Gold ticks up on Middle East tension, econ worries

Gold ticks up on Middle East tension, econ worries
By Lewa Pardomuan
SINGAPORE | Thu Mar 10, 2011 10:33pm EST
(Reuters) - Gold ticked up on Friday after reports of police firing on protesters in Saudi Arabia ignited fears of further Middle East unrest, but bullion was on track for its biggest weekly decline since late January, down more than $20 from a lifetime high hit at the start of the week.

Saudi police fired in the air to disperse protesting Shi'ites and three people were injured on the eve of a day of protests called for Friday by activists using the Internet, while protests were planned in other Gulf countries such as Yemen, Kuwait and Bahrain.

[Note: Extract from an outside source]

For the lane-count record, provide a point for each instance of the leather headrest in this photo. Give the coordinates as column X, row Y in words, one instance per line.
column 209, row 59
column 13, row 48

The time after Friday prayers has proved to be crucial in popular uprisings in North Africa and the Middle East which have brought down Tunisian and Egyptian rulers who once seemed invulnerable.

Gold added $3.30 to $1,415.89 by 0309 GMT, but a surging U.S. dollar was likely to cap gains. Gold hit a record of $1,444.40 on Monday, when investors poured money into bullion as oil jumped on violence in Libya and after the downgrade of Greece's credit rating reignited worries about euro zone sovereign debt.

"We are waiting for some escalation in the situation within Saudi. If protesters become more aggressive in some way, you might find see more buying but again, it's being pressured on one side by the dollar," said Darren Heathcote, head of trading at Investec Australia in Sydney.

"On the one side, we've got, probably, downward pressure as a result of a stronger dollar and a bit of flight to safety going on. On the other hand, gold's attractiveness as a safe haven would probably increase, given the uncertainties surrounding Middle East and particularly what's going on in Saudi."

U.S. gold futures for April rose $3.9 to $1,416.4 an ounce. The contract hit record at $1,445.70 on Monday.

Spot gold will fall more next week to a range of $1,360 to $1,376 per ounce based on its wave pattern and a Fibonacci retracement analysis, according to Wang Tao, who is a Reuters market analyst for commodities and energy technicals.

China's February inflation data, which offered tentative signs the government is succeeding in tamping price pressures, helped boost gold on Friday. Soaring inflation in China had sparked worries it could cut the country's demand for commodities, including gold.

Further monetary tightening to tamp inflation in China however remains a possibility.

"I think we are still expecting robust demand from China. But I think the Chinese buying is more on a longer-term basis, so I guess the situation in Saudi Arabia is still a major factor supporting gold," said a dealer in Singapore.

"There's quite a lot fluidity regarding the situation there. I think there's a potential for some headline risks."

Silver was steady at $35.31 an ounce, having rallied to a 31-year peak above $36 on Monday to track rally in gold and also due to a growing interest in the metal as an alternative investment. Holdings on iShares Silver Trust were unchanged at a record high at 10,974.06 tonnes.

"We have raised our silver price profile significantly, by 16 percent to$35.50 an ounce in 2011 and 18 percent to $36.25 an ounce in 2012," said BNP Paribas in a report. "We expect investment demand to remain strong throughout the year and the gold/silver ratio to stay in the low 40s."

The euro stayed on the backfoot early in Asia on Friday after having suffered its biggest one-day fall against the dollar in a month, and further losses may loom if a euro zone summit fails to soothe market nerves on sovereign debt.

In the energy market, oil was steady near $103 on Friday after its biggest one-day loss in a month, with investors watching for developments in Saudi Arabia after police clashed with protesters ahead of a planned "Day of Rage" against the monarchy.